Shareholders in Computershare will be asked to pay most of the $US750 million ($A970 million) cost of buying Wells Fargo’s Corporate Trust Services (CTS) in the US.
The deal, once complete, will see Computershare leapfrog from eighth up to the fourth-largest corporate trust provider in the United States.
The deal will further concentrate Computershare’s business focus on the huge American financial services sectors.
It’s a fairly esoteric part of the financial services business, but necessary.
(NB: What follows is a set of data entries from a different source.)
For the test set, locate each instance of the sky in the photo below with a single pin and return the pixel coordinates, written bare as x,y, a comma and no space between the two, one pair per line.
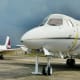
19,16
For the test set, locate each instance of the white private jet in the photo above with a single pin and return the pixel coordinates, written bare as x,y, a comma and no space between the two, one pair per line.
24,48
57,33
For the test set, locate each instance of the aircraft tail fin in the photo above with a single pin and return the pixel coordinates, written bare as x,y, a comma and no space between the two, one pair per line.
8,43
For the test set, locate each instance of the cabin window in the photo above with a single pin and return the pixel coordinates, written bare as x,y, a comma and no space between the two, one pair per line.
55,22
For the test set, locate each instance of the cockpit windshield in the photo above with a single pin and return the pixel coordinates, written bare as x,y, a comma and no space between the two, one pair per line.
55,21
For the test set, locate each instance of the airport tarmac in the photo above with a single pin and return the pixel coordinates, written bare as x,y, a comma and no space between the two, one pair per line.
20,68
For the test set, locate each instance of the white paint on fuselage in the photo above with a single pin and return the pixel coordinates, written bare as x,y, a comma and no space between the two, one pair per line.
55,38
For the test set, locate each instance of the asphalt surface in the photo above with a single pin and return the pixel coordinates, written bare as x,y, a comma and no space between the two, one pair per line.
20,68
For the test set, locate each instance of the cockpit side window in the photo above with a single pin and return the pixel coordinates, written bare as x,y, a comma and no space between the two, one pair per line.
55,22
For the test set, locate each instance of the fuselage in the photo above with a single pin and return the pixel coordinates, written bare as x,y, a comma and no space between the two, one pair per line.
58,33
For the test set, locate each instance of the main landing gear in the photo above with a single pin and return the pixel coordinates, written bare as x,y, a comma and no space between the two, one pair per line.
47,70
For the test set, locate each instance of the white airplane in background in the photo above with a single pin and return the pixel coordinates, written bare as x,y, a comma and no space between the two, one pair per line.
6,47
57,33
24,48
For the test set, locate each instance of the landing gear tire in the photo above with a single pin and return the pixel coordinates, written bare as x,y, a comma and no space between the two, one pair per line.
47,70
70,62
1,57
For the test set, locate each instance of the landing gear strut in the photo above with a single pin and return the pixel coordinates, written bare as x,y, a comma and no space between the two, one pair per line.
70,62
36,71
47,70
1,57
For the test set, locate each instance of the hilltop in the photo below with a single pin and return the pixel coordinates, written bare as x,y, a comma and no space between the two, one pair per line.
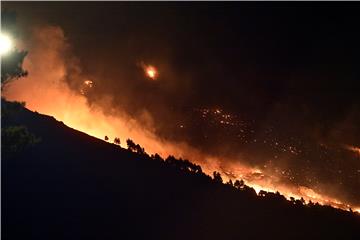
69,185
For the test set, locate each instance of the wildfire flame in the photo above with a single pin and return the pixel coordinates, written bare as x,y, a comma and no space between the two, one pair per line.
47,70
151,72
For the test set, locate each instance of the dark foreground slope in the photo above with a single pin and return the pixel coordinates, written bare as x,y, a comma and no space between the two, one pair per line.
73,186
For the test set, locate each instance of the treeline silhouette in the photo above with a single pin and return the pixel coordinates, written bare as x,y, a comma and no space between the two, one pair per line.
73,186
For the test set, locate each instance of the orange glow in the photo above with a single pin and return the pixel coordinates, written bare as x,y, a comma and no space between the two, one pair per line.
354,149
151,72
45,91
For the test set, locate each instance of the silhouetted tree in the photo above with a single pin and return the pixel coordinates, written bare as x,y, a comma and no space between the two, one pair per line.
230,183
131,145
217,177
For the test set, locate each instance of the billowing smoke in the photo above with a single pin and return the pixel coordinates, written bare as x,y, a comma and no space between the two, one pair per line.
57,86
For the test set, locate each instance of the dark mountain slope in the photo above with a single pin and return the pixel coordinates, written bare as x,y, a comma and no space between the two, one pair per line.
73,186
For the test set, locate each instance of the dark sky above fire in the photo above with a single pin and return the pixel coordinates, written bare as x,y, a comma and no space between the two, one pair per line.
275,82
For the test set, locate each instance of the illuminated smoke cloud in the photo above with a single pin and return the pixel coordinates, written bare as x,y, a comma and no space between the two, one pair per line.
46,90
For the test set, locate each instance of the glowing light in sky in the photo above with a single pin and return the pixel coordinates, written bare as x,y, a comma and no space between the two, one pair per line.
151,72
5,44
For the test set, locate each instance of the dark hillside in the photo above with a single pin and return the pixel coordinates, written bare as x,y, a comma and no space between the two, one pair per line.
73,186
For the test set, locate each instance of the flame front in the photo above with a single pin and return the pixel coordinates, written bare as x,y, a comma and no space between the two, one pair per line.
47,70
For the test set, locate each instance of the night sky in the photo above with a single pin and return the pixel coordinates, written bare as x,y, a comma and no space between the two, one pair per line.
277,83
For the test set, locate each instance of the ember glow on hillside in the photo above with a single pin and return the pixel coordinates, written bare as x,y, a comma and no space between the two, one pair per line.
245,127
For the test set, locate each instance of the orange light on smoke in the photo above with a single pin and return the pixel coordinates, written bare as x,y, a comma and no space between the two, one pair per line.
151,72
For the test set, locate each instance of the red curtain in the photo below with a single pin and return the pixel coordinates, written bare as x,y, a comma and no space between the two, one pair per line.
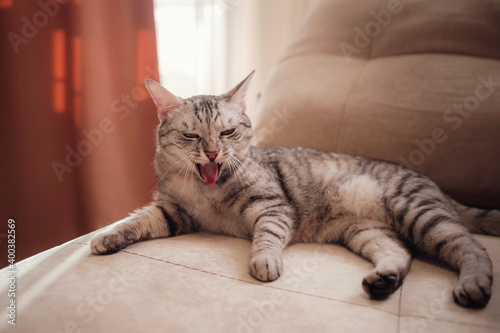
77,125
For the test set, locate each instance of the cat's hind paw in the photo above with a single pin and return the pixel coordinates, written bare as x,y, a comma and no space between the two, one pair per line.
380,285
108,242
473,292
266,267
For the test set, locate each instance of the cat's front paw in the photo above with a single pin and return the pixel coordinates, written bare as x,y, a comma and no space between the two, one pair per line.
266,267
473,292
109,241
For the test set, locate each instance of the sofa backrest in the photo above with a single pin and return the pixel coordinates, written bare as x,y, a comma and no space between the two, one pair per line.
413,82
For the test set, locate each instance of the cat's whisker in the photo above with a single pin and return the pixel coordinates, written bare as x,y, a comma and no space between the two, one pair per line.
166,172
267,172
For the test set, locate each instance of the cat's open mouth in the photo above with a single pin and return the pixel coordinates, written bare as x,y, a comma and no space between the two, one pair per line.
209,172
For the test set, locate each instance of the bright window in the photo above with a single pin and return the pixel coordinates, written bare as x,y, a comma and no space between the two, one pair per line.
191,39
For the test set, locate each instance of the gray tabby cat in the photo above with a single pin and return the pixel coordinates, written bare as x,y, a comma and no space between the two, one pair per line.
211,178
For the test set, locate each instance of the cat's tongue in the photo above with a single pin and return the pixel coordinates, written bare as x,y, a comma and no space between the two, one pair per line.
209,172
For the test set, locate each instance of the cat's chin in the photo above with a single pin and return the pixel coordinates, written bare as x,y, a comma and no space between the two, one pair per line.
209,172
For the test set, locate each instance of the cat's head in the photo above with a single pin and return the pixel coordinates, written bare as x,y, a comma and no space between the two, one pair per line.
202,136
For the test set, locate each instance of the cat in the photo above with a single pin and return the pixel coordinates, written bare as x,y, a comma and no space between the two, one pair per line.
211,178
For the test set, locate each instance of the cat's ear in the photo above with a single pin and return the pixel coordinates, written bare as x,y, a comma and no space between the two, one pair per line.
165,101
238,93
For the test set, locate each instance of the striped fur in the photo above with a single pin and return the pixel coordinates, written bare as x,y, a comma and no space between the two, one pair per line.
280,195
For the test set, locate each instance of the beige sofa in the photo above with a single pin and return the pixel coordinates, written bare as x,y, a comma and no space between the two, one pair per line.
386,101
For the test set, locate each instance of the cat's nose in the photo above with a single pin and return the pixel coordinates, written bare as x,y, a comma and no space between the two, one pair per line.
211,155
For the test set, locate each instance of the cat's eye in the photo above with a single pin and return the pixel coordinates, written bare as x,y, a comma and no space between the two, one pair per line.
228,132
191,136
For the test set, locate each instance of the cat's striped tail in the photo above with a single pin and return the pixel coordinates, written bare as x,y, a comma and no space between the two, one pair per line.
482,221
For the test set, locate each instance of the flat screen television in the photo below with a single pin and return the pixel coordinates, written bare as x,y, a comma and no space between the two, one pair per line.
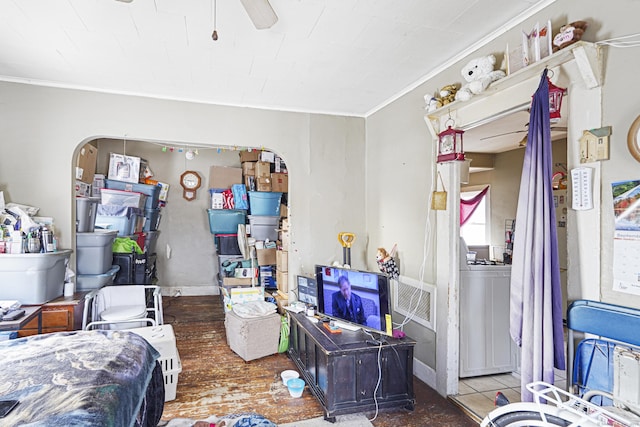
369,298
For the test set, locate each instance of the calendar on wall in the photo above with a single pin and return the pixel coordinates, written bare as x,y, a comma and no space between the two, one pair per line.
626,241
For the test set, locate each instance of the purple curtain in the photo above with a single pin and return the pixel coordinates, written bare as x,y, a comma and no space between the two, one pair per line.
536,299
468,207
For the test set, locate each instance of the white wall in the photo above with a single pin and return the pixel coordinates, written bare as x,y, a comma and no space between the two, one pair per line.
42,129
383,200
398,125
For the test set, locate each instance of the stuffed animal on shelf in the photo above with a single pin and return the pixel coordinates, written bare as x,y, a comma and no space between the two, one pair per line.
479,74
444,96
569,34
386,263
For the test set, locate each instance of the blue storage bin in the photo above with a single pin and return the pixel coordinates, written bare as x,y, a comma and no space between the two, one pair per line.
151,191
121,218
152,219
226,221
264,203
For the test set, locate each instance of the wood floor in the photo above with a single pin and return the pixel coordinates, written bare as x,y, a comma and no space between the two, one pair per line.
216,381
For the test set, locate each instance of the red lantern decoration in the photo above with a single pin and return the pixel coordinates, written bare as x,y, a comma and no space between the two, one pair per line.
450,145
555,101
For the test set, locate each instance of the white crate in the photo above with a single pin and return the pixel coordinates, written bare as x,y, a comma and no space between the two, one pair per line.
170,376
161,337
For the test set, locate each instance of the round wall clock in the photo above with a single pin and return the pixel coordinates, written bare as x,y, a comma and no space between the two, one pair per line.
190,182
633,139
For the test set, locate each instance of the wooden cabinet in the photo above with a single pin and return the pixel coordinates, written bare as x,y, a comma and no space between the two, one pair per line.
61,314
342,372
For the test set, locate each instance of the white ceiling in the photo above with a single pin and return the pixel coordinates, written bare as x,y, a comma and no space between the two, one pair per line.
348,57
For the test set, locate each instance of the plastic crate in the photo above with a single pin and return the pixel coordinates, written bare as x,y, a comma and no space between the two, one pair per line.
151,191
86,282
264,227
226,221
264,203
94,251
152,219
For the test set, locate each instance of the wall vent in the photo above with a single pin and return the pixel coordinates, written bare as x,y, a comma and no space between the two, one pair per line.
416,300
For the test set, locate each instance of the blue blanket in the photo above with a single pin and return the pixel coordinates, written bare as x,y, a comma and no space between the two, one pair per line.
82,378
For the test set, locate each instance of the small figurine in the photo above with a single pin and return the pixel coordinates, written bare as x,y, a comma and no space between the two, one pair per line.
386,263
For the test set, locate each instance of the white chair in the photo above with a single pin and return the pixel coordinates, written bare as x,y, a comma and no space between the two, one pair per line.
122,307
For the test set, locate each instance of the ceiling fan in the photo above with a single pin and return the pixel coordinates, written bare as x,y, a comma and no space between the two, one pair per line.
260,12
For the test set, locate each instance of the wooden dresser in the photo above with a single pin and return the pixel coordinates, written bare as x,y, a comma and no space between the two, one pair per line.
60,314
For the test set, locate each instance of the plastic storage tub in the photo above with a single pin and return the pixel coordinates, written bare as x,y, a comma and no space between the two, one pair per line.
125,220
226,221
151,241
86,208
94,251
33,278
264,203
264,227
151,191
132,199
152,219
87,282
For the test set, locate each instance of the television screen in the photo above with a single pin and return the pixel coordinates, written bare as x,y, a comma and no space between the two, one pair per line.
358,297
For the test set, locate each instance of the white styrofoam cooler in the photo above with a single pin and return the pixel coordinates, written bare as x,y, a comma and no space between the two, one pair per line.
33,278
162,338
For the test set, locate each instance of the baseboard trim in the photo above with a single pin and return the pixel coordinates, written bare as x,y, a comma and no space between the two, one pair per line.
425,373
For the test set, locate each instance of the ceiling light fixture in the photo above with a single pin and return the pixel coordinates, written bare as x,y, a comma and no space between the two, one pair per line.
214,36
260,12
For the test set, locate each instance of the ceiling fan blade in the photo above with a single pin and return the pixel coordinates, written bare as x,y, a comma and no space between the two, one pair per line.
260,12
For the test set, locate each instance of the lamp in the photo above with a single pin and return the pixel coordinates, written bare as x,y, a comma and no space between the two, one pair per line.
260,12
555,101
450,144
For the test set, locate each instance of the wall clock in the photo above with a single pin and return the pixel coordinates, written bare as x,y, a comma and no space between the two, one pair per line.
190,182
633,139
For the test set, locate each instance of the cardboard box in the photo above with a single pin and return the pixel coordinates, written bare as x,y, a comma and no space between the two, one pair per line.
249,169
86,166
250,182
83,189
267,156
280,182
285,239
124,168
224,177
263,184
263,170
282,260
282,280
266,256
237,281
249,156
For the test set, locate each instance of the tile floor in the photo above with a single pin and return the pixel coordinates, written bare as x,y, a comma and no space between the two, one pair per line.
476,395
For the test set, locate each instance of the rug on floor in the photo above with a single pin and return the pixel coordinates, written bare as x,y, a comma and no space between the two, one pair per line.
354,420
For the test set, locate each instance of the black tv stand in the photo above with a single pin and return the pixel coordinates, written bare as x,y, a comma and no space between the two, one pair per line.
341,370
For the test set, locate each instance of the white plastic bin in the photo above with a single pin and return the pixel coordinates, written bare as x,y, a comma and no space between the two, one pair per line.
95,251
33,278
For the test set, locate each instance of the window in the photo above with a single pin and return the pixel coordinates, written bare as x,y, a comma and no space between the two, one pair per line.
476,231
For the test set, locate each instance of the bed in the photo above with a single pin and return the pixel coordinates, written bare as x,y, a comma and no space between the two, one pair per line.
82,378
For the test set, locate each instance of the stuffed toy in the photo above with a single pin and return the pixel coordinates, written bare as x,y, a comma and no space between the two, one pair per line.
386,263
445,96
569,34
479,74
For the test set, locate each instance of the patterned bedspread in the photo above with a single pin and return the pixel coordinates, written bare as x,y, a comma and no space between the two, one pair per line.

Corporate trust providers handle money that companies need to keep separate and safe for various purposes, like paying dividends or acquisitions – a sort of safe pair of hands, so to speak.
Buying the company will see Computershare handling an additional $US60 billion a year and significantly increase recurring revenue from fees and charges.
To pay for this business Computershare is asking shareholders for around $US634 million ($A835 million) via a one for 8.8 shares held entitlement offer at $13.55 a share.
That was a fairly skinny discount of 9.6% to the closing price on Tuesday of $14.99.
An institutional offer was run yesterday to raise the bulk of the money, followed by the retail offer from March 31. The issue will carry retail rights trading. meaning shareholders will be able to buy or sell the rights to their entitlement in the issue. The theoretical ex-right price is $14.84 a share, according to Computershare’s announcement yesterday.
Computershare said that “retail entitlements not taken up, along with entitlements of ineligible retail shareholders, will be sold under a retail shortfall bookbuild and any proceeds in excess of the Offer Price will be paid to the relevant shareholders.”
The company said it expects the deal boost earnings by around 15% and “to generate a 15 per cent return by 2024-45.”
However, Computershare is maintaining its previous 2020-21 management guidance of an 8% fall in earnings per share. And second half of 2020-21 EPS is expected to be about 30 cents a share, adjusted for the entitlement offer.
“CTS is a highly strategic fit with Computershare’s existing Canadian and US corporate trust operations and its growth strategy,″ the company told the ASX on Wednesday.
“The combination is expected to accelerate Computershare’s position in the attractive US corporate trust market to a top four position. With enhanced scale, the acquisition is expected to allow Computershare to have greater exposure to positive, long term structural growth trends in trust and securitisation products.″
Computershare chief executive Stuart Irving said the deal gives Computershare a chance to use CTS’ existing client relationships to “deliver additional recurring fee revenue”.
He said that after the acquisition about 92% of Computershare’s revenue will be recurring, up from 77% currently, and 60% will come from the United States, up from 52%.